First of all, here’s how whey can help you stay healthy

  • It builds muscle strength. (Bodybuilders drink A LOT of Whey).
  • It provides cellular energy.
  • It strengthens your immune system.
  • It may prevent diseases like cancer and HIV.
  • It may lower blood pressure to healthy levels without the side effects of some blood pressure medications.
  • It may reduce the risk of thrombosis, helping to prevent heart attacks and strokes.
  • It may improve prostate health and prevents prostate cancer.
  • It may promote healthy gut bacteria and inhibits harmful bacteria.
  • It cleanses the bladder and may help prevent bladder infections.
  • It may correct hormonal imbalances.
  • It may slow down the effects of ageing.
  • It may promote weight loss.
  • It improves digestion.
  • It supports healthy kidney function.

The protein in whey is so powerful that many gym-goers and bodybuilders rely on it as part of their pre and post-workout programmes. They often rely on artificial whey, which has both health benefits and negative side effects. The whey in paneer and yoghurt is natural and less likely to have side effects

Here are a few ideas for the whey that gets leftover when you make your paneer.

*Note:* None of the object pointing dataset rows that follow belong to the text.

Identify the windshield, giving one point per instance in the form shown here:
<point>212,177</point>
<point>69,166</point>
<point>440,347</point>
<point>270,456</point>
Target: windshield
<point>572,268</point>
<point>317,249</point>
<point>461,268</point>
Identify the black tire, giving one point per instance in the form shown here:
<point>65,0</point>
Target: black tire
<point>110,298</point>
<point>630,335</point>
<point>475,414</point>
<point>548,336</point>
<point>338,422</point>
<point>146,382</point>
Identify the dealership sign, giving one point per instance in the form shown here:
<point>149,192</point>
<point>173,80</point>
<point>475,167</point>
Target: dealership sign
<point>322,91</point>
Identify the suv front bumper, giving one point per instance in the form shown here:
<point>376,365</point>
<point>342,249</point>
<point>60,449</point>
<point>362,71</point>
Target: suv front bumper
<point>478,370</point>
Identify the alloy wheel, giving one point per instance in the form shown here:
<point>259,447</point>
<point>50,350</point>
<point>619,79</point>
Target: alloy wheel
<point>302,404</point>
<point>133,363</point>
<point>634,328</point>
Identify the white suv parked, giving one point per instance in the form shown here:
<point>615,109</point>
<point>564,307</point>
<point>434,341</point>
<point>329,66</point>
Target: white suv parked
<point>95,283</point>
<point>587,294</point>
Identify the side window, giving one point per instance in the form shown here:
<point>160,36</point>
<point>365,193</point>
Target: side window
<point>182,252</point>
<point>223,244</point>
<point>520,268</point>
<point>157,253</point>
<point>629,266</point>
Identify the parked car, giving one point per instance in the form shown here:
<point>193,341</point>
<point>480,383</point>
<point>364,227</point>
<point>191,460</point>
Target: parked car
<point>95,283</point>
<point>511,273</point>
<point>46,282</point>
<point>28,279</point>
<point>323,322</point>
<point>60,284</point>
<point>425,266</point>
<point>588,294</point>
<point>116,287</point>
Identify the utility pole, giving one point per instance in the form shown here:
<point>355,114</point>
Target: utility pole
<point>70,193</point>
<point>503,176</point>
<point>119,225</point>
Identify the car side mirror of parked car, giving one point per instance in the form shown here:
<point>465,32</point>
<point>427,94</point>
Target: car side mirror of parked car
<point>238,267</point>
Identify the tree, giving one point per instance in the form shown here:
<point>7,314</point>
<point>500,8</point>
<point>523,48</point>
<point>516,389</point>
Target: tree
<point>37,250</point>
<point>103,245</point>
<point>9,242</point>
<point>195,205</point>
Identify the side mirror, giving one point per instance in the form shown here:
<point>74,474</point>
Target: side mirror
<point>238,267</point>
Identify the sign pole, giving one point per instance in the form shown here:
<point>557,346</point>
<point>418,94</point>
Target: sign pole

Add whey to fruit and vegetable juices and smoothies

If you drink juice every morning, use whey to make the juice instead of water.

Use it to cook rice, pasta, or vegetables

If you have lots of whey and need to use it up quickly, use it to boil your rice, pasta, or veggies.

Incorporate whey in your baking.

If you’re baking something, replace the water content in the recipe with whey to make it a little healthier. Bread, cakes, pancakes, or muffins – whey goes well with all of them.

Add it to soups.

Use whey as the base for soup instead of water or stock.

Use it as a hair conditioner.

The protein in the whey will do wonders for your hair! Shampoo and then apply the whey. Massage it into your scalp and hair. After 10 minutes rinse off with lukewarm water.

Take a whey bath to soften your skin.

Some spas actually offer whey baths, because whey cleanses, softens, moisturises and tones the skin. It is gentle, anti-microbial and slightly acidic, which is good for the pH balance of your scalp, hair and skin.

Add 1 – 2 cups of whey in your bath water and soak in it for 20 minutes, rinse off under the shower.

Add it to your dogfood

Add some whey to your dog’s food to give an extra protein boost. Be careful not to give them too much or it may upset their digestive system.

Use whey to water your plants

Make a weak dilution of whey with water and pour it into your plants. Diluting it is important because whey is quiet and could burn your plants.

I hope I’ve inspired you to get down to your local farm shop, stock up on organic milk and start making your own vegetarian paneer this January.